The RNC points out in its Supreme Court brief that states in which election officials accept post-election ballots risk “the chaos and suspicions of impropriety that can ensue if thousands of absentee ballots flow in after election day and potentially flip the results of an election.” California’s notoriously protracted vote counting process is a perfect case in point. In 2024, several Golden State congressional districts counted mail-in ballots for weeks before announcing a winner. In CA-45, for example, Republican incumbent Michelle Steel led Democrat challenger Derek Tran by about 11,000 votes on Election Day. The vote counting continued, however, for 22 more days, and the Democrat miraculously won with a 653-vote margin.
Nor did the skulduggery end there. In CA-13, Republican incumbent John Duarte was about 3,100 votes ahead of Democrat challenger Adam Gray on Nov. 6. The total number of votes cast in this district was fewer than 211,000 and, after more than three weeks of ballot counting, the Democrat somehow emerged victorious with a whopping 187-vote margin. Likewise, in CA-27, Republican incumbent Mike Garcia led Democrat challenger George Whitesides by about 4,800 votes on Election Day. But the vote counters soldiered on until they found enough post-election ballots to declare Whitesides the winner.

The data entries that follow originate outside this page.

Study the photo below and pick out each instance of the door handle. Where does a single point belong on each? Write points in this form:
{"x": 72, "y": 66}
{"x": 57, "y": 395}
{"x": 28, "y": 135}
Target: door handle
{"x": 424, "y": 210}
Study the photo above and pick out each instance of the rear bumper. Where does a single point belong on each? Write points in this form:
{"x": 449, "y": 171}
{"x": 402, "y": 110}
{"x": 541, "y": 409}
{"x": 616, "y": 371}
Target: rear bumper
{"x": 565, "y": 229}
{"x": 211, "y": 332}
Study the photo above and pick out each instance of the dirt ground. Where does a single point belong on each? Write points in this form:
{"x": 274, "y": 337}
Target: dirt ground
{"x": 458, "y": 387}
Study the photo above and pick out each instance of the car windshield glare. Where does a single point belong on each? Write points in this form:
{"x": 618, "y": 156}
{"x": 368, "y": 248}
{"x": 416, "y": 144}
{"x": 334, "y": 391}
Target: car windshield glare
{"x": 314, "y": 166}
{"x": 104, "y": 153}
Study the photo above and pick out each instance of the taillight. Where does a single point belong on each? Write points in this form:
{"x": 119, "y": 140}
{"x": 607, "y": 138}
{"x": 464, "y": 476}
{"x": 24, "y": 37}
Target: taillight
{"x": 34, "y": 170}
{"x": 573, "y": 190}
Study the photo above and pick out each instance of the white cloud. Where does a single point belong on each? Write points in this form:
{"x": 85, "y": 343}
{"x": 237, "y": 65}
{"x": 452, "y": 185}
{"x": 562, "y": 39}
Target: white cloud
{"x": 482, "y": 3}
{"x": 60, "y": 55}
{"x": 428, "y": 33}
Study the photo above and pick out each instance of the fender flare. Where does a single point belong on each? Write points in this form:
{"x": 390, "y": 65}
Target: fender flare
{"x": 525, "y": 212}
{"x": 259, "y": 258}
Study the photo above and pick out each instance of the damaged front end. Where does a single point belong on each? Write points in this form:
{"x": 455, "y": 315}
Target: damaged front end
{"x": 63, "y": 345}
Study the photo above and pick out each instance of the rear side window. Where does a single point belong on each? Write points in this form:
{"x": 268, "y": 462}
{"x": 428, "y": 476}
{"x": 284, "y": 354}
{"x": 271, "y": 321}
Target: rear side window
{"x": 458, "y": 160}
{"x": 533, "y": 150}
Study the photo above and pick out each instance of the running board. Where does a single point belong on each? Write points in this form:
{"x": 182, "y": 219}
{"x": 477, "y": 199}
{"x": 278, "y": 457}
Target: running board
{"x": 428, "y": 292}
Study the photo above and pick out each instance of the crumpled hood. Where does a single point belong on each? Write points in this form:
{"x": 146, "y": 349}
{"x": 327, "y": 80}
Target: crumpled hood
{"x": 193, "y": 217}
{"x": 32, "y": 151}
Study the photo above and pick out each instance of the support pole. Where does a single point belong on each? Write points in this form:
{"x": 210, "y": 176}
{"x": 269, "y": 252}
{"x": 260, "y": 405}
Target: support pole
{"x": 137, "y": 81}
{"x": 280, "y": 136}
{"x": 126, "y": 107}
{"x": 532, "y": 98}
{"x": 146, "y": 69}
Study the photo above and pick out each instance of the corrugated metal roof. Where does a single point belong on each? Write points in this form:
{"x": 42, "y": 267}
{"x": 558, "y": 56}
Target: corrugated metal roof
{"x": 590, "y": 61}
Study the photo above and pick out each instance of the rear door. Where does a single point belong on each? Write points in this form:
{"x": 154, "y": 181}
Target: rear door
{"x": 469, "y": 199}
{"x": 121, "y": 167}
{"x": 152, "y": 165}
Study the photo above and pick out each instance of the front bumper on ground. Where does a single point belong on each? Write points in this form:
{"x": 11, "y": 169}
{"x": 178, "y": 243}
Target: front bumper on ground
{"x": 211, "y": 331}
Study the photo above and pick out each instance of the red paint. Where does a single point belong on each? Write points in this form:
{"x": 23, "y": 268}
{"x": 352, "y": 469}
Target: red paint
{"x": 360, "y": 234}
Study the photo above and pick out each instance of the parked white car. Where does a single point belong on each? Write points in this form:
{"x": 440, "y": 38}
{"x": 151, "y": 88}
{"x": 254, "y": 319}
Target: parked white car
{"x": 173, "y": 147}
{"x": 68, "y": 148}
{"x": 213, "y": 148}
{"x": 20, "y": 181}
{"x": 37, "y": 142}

It is no coincidence that California is one of six states recently sued by the Justice Department for refusing to allow their voter rolls to be audited:
Today the Justice Department’s Civil Rights Division announced the filing of federal lawsuits against six states, California, Michigan, Minnesota, New York, New Hampshire, and Pennsylvania, for failure to produce their statewide voter registration lists upon request. According to the lawsuits, the Attorney General is uniquely charged by Congress with the enforcement of the National Voter Registration Act (NVRA) and the Help America Vote Act (HAVA), which were designed by Congress to ensure that states have proper and effective voter registration and voter list maintenance programs.
The obvious reason these states refuse to produce their voter rolls for inspection is that they contain the names of deceased individuals and many who have simply relocated to other states. Moreover, it is all but certain that they list illegal aliens. Like all the states that continue counting after Election Day, their voter rolls are in effect caches of surplus ballots from which unethical election officials can draw if they need a few hundred votes to get some candidate over the top. This is precisely why the Supreme Court must use Watson v. Republican National Committee to put a stop to post-election vote counting. This practice clearly violates the will of Congress as expressed 150 years ago and federal statutes certainly preempt state law.